Equity-based securities—shares in businesses—do not guarantee any return and in fact, the investor has a real chance of loss, so this is in line with Islamic principles. However, for a conventional equity investment to be Shariah-compliant the business must not be one that is engaged in forbidden activities, and the capital structure of the firm must conform to Islamic financial principles. These requirements are further discussed below.
Much of the capital markets consist of debt-based securities. Because these types of securities carry a fixed return until maturity, they are inconsistent with Islamic financial principles. Essentially, all government and corporate bonds are seen as interest-based instruments.
Instrument Classification Brief Description
Murabaha Asset or a Type of Financing Cost price (or deposit amount) plus a defined profit that may be repaid on a deferred basis. Can be used either as financing or customer time deposit.
Sukuk Communal Investment Vehicle On the “buy-side” have similar financial characteristics to conventional bonds. Often some variation of SPV owning (for the term) the asset that creates the profits. Certificates (sukuk) represent ownership in SPV.
Mudaraba Profit Sharing One partner invests funds, the other expertise.
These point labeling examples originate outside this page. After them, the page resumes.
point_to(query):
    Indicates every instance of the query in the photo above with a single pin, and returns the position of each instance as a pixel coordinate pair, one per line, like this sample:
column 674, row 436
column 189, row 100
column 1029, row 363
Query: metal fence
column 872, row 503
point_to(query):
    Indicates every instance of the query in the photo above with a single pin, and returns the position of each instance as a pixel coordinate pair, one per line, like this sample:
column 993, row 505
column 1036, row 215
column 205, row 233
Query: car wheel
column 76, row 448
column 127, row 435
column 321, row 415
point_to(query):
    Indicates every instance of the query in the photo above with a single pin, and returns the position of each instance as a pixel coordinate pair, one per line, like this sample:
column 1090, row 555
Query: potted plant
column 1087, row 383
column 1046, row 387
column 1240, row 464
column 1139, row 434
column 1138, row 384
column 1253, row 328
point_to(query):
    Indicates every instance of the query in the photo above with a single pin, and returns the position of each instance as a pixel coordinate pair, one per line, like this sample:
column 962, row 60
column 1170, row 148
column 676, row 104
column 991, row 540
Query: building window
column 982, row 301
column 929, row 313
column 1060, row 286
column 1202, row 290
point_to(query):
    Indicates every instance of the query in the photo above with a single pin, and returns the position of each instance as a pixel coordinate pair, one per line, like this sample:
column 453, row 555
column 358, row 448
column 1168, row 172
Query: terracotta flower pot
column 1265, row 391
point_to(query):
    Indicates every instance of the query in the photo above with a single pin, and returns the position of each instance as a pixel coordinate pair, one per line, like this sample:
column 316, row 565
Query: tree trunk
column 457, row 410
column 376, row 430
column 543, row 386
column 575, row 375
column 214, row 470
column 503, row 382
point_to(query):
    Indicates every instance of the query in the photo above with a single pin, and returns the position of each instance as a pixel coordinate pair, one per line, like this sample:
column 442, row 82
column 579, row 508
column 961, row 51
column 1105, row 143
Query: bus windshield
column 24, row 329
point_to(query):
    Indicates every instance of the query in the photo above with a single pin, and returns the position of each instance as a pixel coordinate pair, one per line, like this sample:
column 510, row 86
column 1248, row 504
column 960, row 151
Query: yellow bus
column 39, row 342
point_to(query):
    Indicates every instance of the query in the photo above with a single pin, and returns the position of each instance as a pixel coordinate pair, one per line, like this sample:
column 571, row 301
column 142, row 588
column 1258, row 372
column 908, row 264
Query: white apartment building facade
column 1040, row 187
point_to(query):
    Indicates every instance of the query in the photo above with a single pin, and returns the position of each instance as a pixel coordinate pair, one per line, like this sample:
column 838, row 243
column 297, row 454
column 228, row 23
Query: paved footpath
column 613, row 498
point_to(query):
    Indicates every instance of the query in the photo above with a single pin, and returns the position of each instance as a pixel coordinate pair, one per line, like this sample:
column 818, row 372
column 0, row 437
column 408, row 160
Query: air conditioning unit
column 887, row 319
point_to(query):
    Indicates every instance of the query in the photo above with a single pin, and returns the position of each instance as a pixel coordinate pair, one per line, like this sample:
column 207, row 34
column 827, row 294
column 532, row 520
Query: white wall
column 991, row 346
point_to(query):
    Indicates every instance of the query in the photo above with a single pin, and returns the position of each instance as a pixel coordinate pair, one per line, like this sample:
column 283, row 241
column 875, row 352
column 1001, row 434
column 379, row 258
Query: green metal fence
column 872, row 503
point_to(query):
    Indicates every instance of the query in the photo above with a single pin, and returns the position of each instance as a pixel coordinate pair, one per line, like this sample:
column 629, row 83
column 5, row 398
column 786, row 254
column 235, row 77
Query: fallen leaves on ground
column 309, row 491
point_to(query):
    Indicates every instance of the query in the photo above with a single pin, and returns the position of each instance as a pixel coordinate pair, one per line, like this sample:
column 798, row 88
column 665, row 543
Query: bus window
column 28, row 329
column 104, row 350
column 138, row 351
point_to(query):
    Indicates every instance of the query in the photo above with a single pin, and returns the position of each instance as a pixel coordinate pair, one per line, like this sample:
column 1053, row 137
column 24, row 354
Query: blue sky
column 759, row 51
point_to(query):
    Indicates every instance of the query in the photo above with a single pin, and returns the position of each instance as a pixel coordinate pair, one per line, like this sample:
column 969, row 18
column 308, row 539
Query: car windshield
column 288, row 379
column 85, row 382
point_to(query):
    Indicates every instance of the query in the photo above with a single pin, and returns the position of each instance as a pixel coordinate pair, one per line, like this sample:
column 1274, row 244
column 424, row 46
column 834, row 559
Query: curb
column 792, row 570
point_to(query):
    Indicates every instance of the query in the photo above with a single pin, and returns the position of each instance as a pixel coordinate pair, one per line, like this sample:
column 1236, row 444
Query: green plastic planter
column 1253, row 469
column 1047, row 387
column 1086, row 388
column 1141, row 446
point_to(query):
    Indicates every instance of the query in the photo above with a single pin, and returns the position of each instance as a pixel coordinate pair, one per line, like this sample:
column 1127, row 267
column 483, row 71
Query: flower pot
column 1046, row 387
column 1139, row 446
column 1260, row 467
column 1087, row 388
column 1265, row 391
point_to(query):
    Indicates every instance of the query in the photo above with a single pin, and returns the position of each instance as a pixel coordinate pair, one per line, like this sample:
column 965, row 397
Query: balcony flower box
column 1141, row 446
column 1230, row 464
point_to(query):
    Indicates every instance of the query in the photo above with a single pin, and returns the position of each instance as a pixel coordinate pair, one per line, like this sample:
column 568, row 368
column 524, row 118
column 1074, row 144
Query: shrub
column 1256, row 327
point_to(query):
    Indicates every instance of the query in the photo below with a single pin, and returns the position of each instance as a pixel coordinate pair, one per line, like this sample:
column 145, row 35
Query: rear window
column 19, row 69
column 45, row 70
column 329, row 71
Profits are shared on an agreed basis, but not losses. Often used where an investor deposits funds with a manager (mudarib) who makes a profit from an acceptable form of investment.
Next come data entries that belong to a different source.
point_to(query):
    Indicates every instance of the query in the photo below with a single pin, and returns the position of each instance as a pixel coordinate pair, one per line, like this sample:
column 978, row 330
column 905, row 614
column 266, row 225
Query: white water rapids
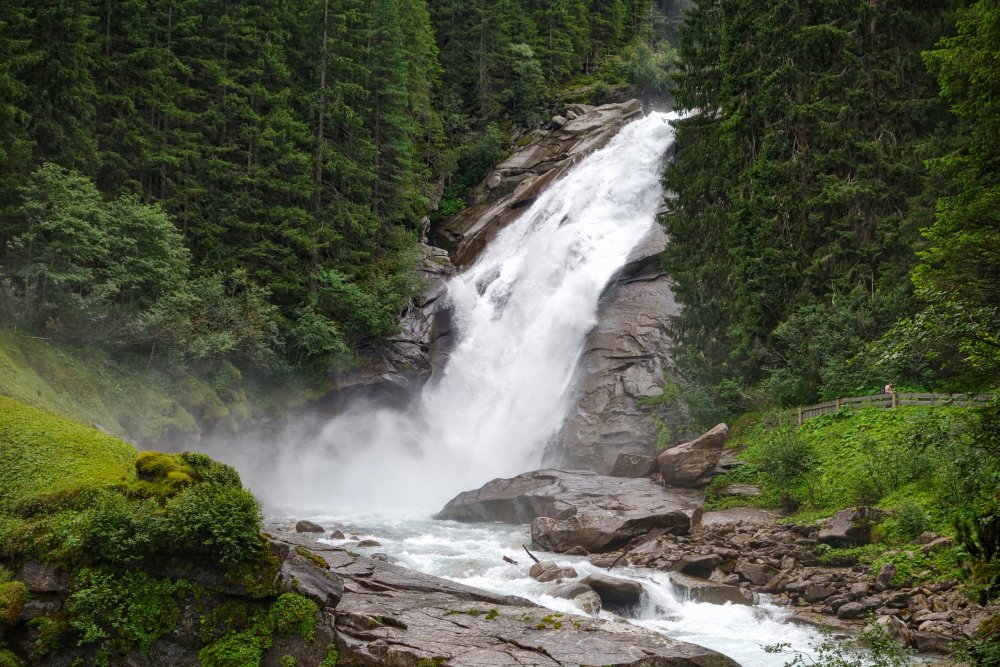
column 521, row 315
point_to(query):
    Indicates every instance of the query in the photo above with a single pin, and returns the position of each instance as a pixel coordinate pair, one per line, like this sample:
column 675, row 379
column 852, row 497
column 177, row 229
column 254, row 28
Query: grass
column 44, row 456
column 143, row 402
column 897, row 459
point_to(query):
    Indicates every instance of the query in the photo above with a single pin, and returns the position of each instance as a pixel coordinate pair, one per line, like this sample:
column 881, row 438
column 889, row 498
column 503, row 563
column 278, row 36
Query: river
column 522, row 312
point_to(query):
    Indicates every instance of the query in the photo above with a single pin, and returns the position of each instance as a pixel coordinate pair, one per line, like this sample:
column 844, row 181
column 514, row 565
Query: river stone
column 616, row 593
column 308, row 527
column 703, row 590
column 698, row 565
column 690, row 463
column 571, row 590
column 547, row 570
column 590, row 602
column 567, row 509
column 850, row 527
column 391, row 615
column 634, row 465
Musharaka Profit Sharing Multiple partners invest funds, while a manager provides expertise. Normally, parties share profits on an agreed basis but losses are shared on a pro rata basis.
Ijara Islamic Leasing Islamic leasing arrangement. The bank acquires an asset and gives the client the right to use it in return for agreed lease payments.
Salam Agricultural Finance Buyer agrees to the advance purchase of agricultural produce to finance its planting, growing and harvesting.
Istisna’a Manufacturing Finance Buyer agrees to the advance purchase of specified goods to finance manufacture or construction.
If the business goes bankrupt, preferred stockholders have priority in getting their money back over ordinary shareholders, which is unacceptable under Shariah. The provision for paying fixed dividends is also unacceptable, so these investments cannot be considered.
The arguments regarding the compliance of derivatives are many and complex. Financiers are attempting to create structures that may deliver the characteristics of certain derivative types. However, for the Shariah requirements of investing in real assets (not just money), the price must be certain, delivery must occur and, although there must be an element of risk and no fixed returns, there should be no speculation in the transaction. These all conspire to generally prohibit derivative-type instruments, although in some markets some emerging contract types may be deemed permissible.
Similarly for hedge funds, although financiers are trying to replicate the characteristics of hedge funds, the Shariah requirements relating to selling of assets that are not actually owned (short-selling), the requirement that income is obtained from the use of real assets and avoidance of speculation (gharar) would all act as barriers to Shariah compliance.